IMG00069-20100319-1136.jpg

IMG00071-20100319-1139.jpg


Any comments advice would be awesome.
 
The stuff I just bought are going to ship on monday from AZ to CA so it should be here quick. Once I get that welded up I'll be off to Hollister Hills to test it out.

The two brackets that I got from ballistic should work. The frame side as adjustable holes at 2 1/2", 3 1/2" and 4 1/2" drop from the frame and the axle side is supposed to be 7" off of the frame (a little above the UCA mount) but it will be tilted off center so it will be only 5-6" higher off the axle tube. The heims should be good and responsive.

Do you think I could just weld the bracket to the frame or do I need to weld it to an piece and then bolt that to the frame?
 
hey did you break the rod at a hollistr run.

Yeah I broke it on the last run. I am pretty sure I was on the Jungle trail.

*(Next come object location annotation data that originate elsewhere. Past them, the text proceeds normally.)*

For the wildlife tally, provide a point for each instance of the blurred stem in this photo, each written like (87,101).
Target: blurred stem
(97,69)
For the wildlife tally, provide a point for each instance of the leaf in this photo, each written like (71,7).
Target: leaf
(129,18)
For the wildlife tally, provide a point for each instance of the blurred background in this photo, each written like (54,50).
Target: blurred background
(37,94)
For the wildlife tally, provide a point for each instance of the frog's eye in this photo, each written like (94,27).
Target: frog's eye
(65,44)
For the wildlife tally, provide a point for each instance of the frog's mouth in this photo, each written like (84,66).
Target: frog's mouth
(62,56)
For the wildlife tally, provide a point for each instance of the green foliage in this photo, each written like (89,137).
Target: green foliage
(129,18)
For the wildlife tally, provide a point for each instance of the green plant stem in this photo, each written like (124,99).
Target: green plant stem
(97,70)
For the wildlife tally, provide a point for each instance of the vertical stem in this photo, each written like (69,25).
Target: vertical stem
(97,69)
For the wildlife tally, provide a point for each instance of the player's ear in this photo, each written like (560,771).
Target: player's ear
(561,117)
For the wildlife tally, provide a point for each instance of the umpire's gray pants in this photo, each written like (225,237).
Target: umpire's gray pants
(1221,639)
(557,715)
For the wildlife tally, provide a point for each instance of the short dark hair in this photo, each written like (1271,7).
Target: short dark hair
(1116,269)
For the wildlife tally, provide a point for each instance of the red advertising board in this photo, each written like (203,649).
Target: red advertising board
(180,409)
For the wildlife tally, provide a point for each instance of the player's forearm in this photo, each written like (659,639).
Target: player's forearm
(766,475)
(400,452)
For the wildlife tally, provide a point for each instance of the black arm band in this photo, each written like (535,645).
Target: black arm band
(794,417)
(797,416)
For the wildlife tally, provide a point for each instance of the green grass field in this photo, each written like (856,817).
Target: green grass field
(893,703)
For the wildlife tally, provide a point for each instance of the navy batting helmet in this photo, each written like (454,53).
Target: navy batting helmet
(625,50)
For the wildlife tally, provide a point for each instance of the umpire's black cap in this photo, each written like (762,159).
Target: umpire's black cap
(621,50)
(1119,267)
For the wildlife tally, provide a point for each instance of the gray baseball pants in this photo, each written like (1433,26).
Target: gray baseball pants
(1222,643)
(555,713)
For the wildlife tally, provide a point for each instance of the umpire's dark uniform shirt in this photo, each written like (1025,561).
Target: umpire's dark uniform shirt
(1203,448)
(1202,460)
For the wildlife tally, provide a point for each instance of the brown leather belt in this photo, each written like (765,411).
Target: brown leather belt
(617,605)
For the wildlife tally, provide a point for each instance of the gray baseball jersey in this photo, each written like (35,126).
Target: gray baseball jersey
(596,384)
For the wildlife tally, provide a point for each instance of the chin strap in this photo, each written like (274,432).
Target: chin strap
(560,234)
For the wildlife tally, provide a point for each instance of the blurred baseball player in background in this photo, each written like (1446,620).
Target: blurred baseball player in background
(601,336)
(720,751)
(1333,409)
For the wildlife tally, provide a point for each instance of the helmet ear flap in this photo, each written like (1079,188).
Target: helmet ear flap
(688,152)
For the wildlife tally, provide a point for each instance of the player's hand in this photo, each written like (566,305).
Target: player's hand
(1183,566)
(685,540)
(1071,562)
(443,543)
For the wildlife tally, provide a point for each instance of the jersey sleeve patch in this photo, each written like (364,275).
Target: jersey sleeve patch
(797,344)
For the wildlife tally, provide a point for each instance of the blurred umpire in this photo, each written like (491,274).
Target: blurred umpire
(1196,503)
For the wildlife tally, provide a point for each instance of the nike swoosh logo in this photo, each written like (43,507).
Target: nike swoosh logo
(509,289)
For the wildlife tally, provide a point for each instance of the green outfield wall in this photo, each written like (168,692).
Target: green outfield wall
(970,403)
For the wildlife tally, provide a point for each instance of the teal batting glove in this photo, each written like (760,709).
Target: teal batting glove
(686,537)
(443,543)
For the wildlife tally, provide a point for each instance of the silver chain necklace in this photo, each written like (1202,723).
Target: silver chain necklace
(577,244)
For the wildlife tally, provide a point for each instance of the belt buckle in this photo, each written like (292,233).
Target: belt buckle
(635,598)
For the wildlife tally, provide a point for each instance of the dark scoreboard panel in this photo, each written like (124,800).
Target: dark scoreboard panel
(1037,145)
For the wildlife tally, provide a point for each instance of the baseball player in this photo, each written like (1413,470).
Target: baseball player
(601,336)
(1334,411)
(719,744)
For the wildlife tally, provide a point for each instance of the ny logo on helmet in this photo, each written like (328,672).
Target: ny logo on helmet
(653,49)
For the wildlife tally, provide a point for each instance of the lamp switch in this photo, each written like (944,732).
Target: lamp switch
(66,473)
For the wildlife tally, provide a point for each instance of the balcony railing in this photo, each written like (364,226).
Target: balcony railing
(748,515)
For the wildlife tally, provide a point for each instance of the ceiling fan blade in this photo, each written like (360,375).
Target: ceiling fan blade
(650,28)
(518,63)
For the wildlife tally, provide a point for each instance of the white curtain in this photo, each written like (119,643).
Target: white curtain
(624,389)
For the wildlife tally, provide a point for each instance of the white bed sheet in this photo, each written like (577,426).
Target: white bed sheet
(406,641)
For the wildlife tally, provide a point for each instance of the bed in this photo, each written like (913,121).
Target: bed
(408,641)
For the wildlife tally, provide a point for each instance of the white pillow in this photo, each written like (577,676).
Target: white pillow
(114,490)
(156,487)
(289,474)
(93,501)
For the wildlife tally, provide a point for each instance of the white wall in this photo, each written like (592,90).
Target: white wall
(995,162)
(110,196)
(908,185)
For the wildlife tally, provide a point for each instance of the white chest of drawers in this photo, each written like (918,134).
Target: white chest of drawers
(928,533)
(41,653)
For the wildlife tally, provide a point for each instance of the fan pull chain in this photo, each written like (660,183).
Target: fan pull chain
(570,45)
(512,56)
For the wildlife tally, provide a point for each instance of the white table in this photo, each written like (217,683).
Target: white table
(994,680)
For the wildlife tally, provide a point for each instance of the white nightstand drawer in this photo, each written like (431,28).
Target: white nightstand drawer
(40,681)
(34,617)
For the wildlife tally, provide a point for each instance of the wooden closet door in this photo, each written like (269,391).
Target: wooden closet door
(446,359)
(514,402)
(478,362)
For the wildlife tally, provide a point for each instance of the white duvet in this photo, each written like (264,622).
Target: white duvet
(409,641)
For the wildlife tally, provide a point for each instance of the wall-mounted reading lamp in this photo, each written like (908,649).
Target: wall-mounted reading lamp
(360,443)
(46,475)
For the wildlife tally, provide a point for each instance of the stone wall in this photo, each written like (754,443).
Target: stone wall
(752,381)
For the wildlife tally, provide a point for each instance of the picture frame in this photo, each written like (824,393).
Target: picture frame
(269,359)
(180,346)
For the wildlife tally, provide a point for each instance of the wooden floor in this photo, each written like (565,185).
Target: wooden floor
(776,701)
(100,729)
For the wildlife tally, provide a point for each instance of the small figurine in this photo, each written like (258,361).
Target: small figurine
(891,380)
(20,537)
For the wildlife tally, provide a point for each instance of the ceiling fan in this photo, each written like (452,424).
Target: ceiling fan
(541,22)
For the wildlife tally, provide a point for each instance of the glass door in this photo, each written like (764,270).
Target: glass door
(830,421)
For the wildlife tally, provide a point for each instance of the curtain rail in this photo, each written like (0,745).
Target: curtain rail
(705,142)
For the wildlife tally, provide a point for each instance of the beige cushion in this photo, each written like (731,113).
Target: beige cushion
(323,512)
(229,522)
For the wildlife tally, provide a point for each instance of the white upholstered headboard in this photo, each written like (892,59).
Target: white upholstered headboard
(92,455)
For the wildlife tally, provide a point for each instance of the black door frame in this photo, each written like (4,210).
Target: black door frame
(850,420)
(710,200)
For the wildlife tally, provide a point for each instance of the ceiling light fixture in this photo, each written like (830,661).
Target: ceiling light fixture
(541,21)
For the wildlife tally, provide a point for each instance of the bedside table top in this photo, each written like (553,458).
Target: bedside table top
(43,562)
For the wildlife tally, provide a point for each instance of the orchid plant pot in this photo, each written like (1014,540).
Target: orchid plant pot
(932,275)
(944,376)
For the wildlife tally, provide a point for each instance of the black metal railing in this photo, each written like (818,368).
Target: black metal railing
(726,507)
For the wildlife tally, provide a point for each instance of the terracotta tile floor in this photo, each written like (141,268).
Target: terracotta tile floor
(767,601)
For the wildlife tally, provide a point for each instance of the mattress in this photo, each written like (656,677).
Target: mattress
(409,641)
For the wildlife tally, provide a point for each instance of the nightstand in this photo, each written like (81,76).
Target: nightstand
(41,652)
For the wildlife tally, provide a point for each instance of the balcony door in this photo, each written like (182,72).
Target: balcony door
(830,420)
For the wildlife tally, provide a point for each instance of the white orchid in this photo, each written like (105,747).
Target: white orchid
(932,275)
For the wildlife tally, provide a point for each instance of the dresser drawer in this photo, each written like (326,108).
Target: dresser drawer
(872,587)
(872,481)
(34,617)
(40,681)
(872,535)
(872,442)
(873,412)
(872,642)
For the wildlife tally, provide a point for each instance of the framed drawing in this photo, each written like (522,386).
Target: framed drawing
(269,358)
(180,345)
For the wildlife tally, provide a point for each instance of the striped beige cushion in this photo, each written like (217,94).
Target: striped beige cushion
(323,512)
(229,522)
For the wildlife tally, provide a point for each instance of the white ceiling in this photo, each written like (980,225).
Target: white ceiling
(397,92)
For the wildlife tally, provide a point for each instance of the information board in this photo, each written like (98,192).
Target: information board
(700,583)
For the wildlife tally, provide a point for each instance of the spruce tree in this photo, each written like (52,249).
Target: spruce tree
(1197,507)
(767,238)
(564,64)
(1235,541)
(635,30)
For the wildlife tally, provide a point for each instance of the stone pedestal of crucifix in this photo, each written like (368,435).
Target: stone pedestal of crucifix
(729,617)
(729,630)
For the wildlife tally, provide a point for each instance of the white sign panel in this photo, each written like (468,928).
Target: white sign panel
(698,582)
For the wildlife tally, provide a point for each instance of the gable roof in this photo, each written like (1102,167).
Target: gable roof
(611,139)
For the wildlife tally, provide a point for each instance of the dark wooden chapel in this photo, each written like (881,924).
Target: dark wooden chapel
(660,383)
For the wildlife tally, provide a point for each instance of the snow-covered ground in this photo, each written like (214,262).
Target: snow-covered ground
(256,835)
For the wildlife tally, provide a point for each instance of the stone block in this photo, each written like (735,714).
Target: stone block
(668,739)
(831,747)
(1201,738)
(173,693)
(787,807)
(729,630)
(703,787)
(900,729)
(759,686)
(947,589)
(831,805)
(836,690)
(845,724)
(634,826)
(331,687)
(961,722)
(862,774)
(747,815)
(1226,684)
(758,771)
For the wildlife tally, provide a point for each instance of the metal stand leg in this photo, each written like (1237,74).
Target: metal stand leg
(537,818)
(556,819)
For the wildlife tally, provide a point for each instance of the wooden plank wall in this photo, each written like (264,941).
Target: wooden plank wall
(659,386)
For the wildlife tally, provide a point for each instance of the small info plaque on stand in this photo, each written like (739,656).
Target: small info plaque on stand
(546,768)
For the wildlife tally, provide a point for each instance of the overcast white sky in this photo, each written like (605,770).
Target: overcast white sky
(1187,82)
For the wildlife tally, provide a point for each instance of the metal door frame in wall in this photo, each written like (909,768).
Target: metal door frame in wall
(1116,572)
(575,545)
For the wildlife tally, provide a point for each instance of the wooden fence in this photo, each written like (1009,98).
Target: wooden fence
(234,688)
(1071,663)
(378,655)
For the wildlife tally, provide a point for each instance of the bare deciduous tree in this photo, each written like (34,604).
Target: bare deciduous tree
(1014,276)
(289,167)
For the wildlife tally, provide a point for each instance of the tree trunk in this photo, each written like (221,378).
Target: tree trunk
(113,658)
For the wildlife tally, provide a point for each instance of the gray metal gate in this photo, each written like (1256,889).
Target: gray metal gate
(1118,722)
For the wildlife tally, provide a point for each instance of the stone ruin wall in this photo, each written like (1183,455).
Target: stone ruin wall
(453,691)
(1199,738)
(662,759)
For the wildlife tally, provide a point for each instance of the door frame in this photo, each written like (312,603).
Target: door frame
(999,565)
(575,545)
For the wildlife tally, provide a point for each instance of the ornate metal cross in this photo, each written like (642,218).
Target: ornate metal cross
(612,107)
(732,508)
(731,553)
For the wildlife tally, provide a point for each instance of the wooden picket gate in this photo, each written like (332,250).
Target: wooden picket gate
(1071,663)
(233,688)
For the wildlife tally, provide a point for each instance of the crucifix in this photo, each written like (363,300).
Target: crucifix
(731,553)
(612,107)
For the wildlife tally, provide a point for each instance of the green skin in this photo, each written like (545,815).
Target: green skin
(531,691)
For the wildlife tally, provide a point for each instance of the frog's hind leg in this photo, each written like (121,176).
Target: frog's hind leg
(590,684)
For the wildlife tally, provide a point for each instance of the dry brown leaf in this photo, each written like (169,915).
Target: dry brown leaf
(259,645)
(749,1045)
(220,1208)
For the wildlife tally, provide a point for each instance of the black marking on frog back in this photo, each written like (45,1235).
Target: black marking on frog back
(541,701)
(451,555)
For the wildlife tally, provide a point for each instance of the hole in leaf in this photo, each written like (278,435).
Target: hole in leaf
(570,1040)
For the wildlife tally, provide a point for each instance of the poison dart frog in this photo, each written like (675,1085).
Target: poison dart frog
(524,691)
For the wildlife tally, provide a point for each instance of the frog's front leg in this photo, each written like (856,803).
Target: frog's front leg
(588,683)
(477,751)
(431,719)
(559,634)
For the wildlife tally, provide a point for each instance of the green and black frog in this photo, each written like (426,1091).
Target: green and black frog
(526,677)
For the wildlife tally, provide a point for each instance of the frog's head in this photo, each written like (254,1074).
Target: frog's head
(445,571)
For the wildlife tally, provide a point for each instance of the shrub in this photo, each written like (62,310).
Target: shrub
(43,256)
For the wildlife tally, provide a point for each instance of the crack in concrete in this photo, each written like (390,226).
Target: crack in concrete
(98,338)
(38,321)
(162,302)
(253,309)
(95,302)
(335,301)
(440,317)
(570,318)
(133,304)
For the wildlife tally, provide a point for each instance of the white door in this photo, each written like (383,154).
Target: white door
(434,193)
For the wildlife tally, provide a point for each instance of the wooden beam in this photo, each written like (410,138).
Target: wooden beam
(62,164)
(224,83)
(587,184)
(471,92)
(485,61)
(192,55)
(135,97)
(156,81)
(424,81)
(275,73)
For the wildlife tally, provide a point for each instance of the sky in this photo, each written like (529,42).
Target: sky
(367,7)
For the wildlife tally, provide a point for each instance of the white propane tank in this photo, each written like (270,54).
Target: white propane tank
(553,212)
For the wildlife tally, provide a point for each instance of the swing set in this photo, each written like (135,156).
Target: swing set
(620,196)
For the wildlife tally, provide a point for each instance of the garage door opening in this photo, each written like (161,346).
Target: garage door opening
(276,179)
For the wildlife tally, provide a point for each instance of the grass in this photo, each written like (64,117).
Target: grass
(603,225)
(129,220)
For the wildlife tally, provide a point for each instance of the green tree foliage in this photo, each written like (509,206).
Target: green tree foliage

Been busy with work and haven't done much. I almost finished the cowl air filter intake but my sawsall broke and I need to finish the exhaust tubing to connect the flex tube to the throttle body.

I discover a new problem though. When I was limping off of the trail last time, I was using the wince cable to try and maintain some steering (broke the line), but I broke the ground cables to my bumper lights. I cut off the broke lines and re-connected them using those wiring connects (tube with metal on the inside, and clamp it down) and I still am not getting power or something to the lights. The in cab switch goes on, the fuse is good, other line appear in good order but the lights still don't come on. What am I over looking?
 
if its the ground and you are able just wire it to the body. those blue couplings are not all that good and with smaller wire dont make good connections imo.
 
No pics yet, but I finished my cowl intake. I used a 3x7" filter, some ADS piping (black, plastic piping used for like drainage) 3" muffler tubin and some claps. Then instead of routing the random tubes that use to go into the air filter box into the new tube I got two small filters and connected it that way.

Also cut and folded the pinch seem insice of the wheel well for a little more flex without cutting my tires.